Per arrivare a Gnomesville devi perderti

{anche se non volevi arrivare a Gnomesville}

Il primo anno di questa mia gaia permanenza Australiana, quando ancora ero giovnie, arzilla, piena di energie e lieta di buttarmi in “folli avventure” accadde che, con la mia allegra combriccola decidemmo, una Domenica, di recarci a Mandurah per una gita fuori porta (e ancora non sapevamo che la porta sarebbe stata piu’ “fuori”di quanto avremmo creduto). Questa ridente cittadina affacciata sull’Oceano Indiano ( “vista Oceano”, del resto, come tutte le ridenti cittadine che stanno in Western Australia; perche’ gli accampamenti umani situati nell’entroterra sono solo  mazzetti di case immersi nel nulla cosmico che quindi sono: o non ridenti; o non sono cittadine) dista da Perth circa un’oretta…

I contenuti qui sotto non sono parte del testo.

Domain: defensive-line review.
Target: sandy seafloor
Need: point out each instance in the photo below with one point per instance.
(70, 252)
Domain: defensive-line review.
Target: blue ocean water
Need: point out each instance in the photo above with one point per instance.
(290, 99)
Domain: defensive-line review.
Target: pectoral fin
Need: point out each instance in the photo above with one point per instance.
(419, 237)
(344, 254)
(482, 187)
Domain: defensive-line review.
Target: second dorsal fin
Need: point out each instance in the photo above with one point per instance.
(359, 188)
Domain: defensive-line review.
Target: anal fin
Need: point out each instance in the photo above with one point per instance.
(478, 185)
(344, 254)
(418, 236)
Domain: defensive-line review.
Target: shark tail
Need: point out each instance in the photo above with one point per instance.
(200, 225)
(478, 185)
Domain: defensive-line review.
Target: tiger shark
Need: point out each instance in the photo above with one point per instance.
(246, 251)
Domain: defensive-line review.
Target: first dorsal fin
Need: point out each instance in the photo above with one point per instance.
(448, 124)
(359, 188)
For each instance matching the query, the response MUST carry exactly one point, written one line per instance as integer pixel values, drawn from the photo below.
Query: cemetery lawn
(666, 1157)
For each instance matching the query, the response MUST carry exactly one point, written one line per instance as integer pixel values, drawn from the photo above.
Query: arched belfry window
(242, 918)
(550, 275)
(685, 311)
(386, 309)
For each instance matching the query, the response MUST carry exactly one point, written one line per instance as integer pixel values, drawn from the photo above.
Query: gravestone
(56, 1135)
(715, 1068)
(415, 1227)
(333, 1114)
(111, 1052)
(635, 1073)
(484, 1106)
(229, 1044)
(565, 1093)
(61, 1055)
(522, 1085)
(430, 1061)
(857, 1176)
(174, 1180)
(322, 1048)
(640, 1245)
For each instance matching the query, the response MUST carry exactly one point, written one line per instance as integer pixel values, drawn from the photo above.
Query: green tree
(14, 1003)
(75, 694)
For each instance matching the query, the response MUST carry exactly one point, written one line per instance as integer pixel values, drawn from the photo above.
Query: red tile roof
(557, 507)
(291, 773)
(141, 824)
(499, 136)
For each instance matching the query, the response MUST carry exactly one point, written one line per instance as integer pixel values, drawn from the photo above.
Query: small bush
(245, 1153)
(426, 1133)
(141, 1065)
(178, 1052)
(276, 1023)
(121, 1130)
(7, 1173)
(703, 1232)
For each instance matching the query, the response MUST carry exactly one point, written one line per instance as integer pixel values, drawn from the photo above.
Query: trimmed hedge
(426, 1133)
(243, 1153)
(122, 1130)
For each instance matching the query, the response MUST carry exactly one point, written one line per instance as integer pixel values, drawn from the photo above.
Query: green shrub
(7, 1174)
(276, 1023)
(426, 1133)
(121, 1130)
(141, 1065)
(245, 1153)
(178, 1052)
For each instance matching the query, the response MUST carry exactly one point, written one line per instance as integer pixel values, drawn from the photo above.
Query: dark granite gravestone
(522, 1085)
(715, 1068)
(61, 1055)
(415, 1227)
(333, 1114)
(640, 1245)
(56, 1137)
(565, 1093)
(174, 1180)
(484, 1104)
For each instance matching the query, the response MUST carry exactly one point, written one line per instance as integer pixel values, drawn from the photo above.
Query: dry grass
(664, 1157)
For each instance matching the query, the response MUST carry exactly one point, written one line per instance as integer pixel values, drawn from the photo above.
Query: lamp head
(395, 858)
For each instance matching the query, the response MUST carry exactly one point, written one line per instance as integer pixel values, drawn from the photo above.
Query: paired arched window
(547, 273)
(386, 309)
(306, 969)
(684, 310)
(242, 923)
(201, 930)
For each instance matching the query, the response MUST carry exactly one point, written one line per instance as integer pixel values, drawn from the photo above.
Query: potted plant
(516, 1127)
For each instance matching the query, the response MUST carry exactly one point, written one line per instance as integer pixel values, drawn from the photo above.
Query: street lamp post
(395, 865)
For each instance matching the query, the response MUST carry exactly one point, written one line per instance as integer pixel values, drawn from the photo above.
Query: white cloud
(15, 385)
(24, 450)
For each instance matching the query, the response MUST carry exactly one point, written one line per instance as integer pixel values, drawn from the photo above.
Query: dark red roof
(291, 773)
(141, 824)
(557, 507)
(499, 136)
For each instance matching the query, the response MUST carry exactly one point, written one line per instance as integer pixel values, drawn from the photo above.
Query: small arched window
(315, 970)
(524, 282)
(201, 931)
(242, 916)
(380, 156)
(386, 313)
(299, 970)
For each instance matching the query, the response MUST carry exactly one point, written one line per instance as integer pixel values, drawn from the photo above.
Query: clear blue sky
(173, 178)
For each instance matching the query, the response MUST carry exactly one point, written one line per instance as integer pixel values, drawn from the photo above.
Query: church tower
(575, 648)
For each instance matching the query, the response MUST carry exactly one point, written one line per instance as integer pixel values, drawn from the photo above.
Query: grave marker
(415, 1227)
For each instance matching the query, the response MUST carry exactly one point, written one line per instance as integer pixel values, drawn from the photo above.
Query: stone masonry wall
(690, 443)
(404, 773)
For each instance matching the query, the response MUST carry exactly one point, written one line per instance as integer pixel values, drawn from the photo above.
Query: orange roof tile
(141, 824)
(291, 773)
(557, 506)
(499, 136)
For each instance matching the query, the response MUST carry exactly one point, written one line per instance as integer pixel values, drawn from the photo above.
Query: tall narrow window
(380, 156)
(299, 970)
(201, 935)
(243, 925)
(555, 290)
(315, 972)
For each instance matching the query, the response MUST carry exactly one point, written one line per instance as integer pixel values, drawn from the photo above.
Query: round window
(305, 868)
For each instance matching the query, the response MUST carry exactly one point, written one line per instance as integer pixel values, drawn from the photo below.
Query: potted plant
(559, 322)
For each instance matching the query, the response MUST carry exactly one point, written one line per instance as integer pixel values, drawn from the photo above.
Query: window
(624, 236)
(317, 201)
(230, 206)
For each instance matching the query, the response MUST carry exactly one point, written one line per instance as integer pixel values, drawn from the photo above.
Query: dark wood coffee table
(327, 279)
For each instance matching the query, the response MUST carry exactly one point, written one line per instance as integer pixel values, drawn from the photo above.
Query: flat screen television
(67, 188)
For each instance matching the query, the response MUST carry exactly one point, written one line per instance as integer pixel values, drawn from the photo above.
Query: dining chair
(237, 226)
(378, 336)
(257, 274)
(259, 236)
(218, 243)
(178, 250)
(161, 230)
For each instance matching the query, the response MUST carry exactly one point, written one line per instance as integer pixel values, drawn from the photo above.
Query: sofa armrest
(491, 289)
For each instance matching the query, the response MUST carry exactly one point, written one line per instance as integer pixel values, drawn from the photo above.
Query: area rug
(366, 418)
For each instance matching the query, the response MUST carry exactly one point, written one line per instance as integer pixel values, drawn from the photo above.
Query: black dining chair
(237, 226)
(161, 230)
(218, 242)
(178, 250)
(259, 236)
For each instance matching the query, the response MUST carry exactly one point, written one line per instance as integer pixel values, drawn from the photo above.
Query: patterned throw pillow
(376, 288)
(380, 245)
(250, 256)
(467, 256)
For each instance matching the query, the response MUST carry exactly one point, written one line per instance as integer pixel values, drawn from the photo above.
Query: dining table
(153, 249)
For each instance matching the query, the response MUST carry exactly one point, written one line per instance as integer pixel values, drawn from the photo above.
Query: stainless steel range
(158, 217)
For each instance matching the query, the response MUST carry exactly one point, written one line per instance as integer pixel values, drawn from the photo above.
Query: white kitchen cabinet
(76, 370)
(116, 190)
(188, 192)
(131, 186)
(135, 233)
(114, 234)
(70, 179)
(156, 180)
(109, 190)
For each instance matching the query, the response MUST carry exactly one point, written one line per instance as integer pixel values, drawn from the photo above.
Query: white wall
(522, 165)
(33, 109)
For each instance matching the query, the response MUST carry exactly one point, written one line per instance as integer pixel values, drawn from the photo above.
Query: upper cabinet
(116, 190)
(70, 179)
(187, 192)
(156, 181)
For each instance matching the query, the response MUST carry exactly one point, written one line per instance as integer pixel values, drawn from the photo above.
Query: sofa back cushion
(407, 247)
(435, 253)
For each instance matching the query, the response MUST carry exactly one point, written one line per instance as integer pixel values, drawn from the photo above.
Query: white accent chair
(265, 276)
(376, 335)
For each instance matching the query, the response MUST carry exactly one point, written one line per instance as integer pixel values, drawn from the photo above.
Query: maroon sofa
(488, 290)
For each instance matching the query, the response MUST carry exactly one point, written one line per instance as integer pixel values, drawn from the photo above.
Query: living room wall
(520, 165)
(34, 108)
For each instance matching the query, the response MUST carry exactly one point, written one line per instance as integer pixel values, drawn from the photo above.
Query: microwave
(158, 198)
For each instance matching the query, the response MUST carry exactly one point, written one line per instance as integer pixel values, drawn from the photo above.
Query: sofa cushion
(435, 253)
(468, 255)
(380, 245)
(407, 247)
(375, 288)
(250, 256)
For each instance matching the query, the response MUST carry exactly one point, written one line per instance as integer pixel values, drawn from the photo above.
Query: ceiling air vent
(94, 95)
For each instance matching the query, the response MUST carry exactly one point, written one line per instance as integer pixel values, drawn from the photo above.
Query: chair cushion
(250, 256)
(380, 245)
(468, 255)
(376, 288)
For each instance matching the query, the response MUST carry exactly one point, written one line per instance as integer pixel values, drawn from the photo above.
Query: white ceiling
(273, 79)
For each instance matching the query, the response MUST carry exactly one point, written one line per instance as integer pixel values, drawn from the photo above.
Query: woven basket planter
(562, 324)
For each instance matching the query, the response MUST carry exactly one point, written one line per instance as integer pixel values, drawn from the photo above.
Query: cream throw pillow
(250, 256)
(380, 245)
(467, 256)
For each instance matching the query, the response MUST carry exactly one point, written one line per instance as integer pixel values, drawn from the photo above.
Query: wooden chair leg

[ma se guido io diventano piu’ o meno 4 ore e mezza… e magari poi quando arriviamo magicamente la citta’ ha persino cambiato nome e si chiama Fairbridge. ” Ehi ma a Mandurah non c’era il mare? Perche’ qui c’e’ scritto Fairdbridge?” –  ” Eh non lo so io ho seguito piu’ o meno quello che diceva il navigatore e ci ha portati qui..” – ” Ma come piu’ o meno” –  “eeeh piu’ o meno…ad un certo punto FORSE mi son distratta…” (ma questa e’ un’altra storia)…COOOMUNQUE...dicevo…].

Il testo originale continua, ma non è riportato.